I’ve learned that the pattern I want to change is a habit of behavior or thinking that is etched into my brain from repeating it so much, similar to a path that has been worn by people repeatedly walking on the same place over and over. Think of artist  Richard Long’s great A Line Made by Walking, which he etched by walking across the same line in a grassy field. That’s what happens in our brains.

Richard Long

To change the habit, I slowly, patiently replace it with a new one, that is, practice a new one until it creates a stronger, deeper “path” than the old one. That requires MANY MANY fails because habits don’t change overnight — just as they weren’t created overnight .

Here’s what I’ve learned to practice to change a habit, in this order:

1. Self-reflection. I need to become aware of the habit I want to change and the behavior to replace it with. Then I start practicing the new behavior to gradually make it a habit.

2: Self-awareness.  I catch myself when I slip into the old routine, which I inevitably will.

3: Gentleness mixed with forgiveness.  I’ve learned to dismantle my brutal critical self and, instead, be very gentle and forgiving of myself for slipping and “failing”.  I find it’s good to laugh at myself rather than taking myself too seriously or piling on criticism.

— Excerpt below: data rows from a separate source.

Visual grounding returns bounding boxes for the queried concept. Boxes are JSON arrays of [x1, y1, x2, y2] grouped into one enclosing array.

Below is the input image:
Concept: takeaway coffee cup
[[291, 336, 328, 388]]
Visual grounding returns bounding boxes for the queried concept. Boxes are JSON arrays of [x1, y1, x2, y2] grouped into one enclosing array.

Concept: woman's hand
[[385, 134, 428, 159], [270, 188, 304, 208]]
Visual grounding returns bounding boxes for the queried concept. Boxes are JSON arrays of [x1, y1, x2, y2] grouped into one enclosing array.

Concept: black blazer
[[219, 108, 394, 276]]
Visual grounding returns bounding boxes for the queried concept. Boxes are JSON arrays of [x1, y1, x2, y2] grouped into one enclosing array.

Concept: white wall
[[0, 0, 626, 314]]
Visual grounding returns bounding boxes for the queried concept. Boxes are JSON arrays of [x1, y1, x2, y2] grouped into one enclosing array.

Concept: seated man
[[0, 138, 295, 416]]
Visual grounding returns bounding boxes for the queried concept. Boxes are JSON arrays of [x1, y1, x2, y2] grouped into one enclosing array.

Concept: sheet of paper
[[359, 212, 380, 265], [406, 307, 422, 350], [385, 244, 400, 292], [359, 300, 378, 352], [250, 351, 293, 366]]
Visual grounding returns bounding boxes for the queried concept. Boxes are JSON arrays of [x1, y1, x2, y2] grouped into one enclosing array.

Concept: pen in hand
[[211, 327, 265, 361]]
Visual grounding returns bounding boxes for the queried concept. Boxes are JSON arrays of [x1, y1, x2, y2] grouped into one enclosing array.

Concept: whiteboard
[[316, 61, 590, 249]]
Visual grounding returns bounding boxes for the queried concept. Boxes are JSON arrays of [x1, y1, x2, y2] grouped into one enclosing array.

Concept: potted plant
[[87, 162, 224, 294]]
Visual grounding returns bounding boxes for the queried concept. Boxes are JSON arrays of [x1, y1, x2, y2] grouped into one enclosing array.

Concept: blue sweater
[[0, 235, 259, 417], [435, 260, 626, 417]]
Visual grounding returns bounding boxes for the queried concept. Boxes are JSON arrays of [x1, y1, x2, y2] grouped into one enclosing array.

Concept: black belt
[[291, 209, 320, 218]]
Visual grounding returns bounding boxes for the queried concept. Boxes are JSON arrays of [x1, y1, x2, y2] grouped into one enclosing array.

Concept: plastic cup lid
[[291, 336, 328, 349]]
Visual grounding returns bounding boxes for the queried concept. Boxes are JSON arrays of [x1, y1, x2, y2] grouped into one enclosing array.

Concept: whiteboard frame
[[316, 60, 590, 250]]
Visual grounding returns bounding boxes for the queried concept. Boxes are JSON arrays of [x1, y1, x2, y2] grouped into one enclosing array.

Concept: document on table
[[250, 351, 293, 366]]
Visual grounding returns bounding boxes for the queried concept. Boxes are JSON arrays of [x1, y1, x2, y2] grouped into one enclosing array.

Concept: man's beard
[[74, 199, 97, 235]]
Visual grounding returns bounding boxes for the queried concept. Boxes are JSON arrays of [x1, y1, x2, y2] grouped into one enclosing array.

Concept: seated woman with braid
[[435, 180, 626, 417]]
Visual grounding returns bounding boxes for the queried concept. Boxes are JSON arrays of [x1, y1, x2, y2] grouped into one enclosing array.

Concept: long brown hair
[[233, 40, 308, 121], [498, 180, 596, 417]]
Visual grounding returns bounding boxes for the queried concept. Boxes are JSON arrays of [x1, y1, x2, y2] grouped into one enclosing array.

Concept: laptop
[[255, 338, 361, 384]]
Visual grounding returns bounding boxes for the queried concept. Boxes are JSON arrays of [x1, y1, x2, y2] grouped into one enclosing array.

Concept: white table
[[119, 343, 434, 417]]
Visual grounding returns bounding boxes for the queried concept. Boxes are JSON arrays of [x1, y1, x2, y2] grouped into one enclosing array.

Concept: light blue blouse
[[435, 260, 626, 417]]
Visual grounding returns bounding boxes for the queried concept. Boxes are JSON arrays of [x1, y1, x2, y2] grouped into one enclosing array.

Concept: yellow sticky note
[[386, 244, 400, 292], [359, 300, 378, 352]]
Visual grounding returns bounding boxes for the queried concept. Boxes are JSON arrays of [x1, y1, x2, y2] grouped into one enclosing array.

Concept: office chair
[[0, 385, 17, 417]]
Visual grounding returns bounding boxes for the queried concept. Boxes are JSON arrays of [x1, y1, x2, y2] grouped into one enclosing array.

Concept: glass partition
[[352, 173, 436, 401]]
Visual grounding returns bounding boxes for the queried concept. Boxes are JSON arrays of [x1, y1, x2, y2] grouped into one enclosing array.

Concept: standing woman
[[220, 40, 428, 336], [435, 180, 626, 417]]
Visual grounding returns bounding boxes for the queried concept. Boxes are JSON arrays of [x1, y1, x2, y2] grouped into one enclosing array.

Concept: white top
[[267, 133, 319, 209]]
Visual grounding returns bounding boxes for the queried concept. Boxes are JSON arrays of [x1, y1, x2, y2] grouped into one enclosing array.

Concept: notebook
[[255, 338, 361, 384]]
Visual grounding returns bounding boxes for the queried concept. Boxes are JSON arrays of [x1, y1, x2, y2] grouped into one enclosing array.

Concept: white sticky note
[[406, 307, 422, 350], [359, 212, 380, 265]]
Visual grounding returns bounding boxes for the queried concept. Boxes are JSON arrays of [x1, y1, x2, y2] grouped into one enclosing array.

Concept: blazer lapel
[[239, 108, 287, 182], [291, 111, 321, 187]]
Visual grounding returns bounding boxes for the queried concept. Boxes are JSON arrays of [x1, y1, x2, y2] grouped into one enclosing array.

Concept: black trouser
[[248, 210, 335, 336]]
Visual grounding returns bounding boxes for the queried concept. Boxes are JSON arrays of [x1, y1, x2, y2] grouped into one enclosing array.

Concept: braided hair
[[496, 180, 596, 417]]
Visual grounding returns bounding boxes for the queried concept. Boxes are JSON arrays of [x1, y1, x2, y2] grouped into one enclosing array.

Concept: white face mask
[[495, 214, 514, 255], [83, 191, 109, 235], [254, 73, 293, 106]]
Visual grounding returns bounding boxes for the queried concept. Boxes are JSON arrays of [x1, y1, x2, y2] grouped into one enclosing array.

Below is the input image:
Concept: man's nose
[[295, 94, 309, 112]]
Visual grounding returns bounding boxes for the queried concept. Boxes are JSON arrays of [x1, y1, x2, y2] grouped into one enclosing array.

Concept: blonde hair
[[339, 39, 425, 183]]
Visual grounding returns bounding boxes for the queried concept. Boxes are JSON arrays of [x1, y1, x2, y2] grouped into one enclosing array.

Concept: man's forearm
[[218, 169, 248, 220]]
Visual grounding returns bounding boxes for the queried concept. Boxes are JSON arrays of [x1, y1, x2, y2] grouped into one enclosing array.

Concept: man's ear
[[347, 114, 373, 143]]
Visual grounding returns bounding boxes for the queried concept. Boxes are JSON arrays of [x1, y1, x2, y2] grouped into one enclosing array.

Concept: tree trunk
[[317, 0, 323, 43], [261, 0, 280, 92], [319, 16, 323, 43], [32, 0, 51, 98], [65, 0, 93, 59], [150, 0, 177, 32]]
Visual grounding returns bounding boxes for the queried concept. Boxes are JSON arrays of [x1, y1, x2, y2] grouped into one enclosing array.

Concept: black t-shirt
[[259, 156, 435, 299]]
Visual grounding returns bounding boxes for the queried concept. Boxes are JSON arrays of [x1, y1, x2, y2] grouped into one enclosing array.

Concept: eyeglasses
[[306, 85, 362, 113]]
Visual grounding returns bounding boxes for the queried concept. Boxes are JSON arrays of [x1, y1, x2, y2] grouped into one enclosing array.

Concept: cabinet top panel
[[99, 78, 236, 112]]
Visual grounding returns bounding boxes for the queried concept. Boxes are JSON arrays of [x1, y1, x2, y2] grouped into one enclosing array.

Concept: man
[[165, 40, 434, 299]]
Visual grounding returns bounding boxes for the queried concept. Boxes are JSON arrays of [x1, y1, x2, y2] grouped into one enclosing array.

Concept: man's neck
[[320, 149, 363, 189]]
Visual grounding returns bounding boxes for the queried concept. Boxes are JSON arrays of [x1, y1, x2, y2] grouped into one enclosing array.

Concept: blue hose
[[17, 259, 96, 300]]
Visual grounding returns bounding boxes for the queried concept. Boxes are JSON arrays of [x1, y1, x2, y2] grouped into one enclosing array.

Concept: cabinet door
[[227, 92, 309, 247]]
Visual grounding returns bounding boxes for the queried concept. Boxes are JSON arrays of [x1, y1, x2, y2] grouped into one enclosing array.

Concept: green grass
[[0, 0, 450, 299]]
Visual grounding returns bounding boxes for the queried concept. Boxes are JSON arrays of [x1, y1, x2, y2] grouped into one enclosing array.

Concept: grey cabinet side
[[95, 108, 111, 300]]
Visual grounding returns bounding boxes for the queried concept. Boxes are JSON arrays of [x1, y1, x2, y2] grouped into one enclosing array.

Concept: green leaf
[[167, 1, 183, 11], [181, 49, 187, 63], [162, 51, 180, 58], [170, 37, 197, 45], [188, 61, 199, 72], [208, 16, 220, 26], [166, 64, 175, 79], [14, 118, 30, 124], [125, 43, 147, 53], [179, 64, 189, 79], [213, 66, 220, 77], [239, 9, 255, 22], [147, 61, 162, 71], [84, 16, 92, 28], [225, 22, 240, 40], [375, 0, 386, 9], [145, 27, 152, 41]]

4: Self-correction. Once I’ve caught myself reverting to my old habit, I let it go and I continue the new behavior.

5: Willingness to repeat this process MANY times without giving up. Over and over again. This is essential.


Changing a habit is really a slow, two-steps-forward-and-one-step-back practice that WORKS if you have patience. And all new habits are subject to tailoring as we change and grow.